The historical numbers are daunting for Tulane. Memphis has won 11 straight in the series—10 by double figures—and is 15-0 on non-Saturday games since 2014. But the Green Wave has some hope. Its last AAC home game was an impressive 20-17 upset of Houston in November of 2017. Memphis managed only 21 points in its loss at Navy a few weeks ago, and road teams typically struggle on short rest. The Tigers had eight days to get ready for the Wave the past two seasons and only six this time.
2) GROUND BOUND
This game figures to hinge on which team rushed more effectively, particularly with the potential for rain. Memphis has the nation’s leading rusher in Darrell Henderson, but Tulane has been much better against the run than the pass through four games. If surging defensive end Cameron Sample and company can contain Henderson, the Wave will have a fighting chance. Look for a steady diet of Darius Bradwell, Corey Dauphine and quarterback Jonathan Banks on keepers as Tulane tries to control the clock and force Memphis’s playmakers to stay on the sideline.
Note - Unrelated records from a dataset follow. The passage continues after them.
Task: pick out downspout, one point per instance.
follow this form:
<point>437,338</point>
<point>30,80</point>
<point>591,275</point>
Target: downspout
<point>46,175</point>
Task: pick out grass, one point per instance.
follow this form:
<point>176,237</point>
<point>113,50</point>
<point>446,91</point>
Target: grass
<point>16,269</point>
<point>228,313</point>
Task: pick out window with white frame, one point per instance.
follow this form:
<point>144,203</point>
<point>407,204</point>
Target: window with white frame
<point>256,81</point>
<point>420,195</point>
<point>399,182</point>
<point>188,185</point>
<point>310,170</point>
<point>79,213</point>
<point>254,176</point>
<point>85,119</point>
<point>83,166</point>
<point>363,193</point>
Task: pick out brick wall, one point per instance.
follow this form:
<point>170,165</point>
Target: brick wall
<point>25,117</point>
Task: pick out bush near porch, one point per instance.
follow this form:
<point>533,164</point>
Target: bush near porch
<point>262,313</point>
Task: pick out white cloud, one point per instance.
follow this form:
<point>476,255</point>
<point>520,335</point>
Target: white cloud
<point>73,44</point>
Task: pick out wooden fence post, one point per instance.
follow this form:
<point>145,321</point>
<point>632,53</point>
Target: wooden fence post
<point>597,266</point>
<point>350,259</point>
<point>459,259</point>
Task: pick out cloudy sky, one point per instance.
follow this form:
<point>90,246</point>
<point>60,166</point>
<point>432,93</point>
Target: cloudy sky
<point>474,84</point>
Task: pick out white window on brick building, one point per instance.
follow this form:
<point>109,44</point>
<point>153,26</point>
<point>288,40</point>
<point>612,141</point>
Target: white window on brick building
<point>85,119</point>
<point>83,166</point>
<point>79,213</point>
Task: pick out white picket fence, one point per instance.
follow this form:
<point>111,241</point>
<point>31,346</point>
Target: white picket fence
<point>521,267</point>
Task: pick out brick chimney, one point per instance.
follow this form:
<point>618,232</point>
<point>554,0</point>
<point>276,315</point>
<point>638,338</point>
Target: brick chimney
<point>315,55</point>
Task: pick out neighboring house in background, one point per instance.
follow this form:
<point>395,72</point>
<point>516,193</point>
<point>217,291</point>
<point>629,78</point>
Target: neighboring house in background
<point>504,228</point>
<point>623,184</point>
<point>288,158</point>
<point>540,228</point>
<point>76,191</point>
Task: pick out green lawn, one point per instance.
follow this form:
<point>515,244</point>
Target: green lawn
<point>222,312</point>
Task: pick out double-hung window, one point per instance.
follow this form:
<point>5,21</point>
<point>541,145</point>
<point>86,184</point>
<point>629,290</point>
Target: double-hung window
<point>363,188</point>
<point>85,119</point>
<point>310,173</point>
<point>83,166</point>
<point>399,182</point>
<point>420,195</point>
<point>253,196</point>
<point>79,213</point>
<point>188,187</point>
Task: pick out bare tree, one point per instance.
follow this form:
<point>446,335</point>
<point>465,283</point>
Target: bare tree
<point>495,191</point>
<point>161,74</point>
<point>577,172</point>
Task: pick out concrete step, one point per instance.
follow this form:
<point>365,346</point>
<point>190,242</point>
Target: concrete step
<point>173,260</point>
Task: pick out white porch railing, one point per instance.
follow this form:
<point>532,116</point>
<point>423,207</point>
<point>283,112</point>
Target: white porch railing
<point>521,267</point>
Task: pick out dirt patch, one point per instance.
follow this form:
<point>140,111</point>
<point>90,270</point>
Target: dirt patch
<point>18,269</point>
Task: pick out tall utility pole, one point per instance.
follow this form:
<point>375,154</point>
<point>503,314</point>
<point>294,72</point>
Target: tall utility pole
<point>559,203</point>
Not surprisingly, Tulane’s best conference wins in recent years began with quick leads. The Wave led Houston 13-3 at halftime last season before holding on. It scored an early touchdown at Houston in 2014 and went ahead again 14-7 in the second quarter, gaining confidence during a surprising 31-24 victory. After the early-season struggles, the offense and defense need to make good things happen so self-belief kicks in. An early deficit would signal trouble on both sides of the ball.
TEST THE QUARTERBACK
This idea is true for both teams. Arizona State transfer Brady White has put up excellent numbers for Memphis (12 TDs, one interception, 72.2 percent completions), but he is a system guy who lacks the arm strength and improvisational ability of predecessors Riley Ferguson and Paxton Lynch. If Memphis forces Banks to win with his arm, he will have to be more accurate than he has been to this point (49.5 percent completions). White and Banks are imminently capable of getting the job done, but forcing them to prove it is the best option.
THE ADVOCATE SAYS
Memphis 31, Tulane 24
Tulane is capable of playing much better than it has in the first four games, but seeing is believing. The defense has not shown enough pass rush or coverage ability to prevent Memphis from its usual array of big plays. Neither the offensive line nor Banks have executed well enough to beat a team of the Tigers’ caliber yet. Both teams need this one desperately, and Memphis is more likely to come up with the winning score when it matters.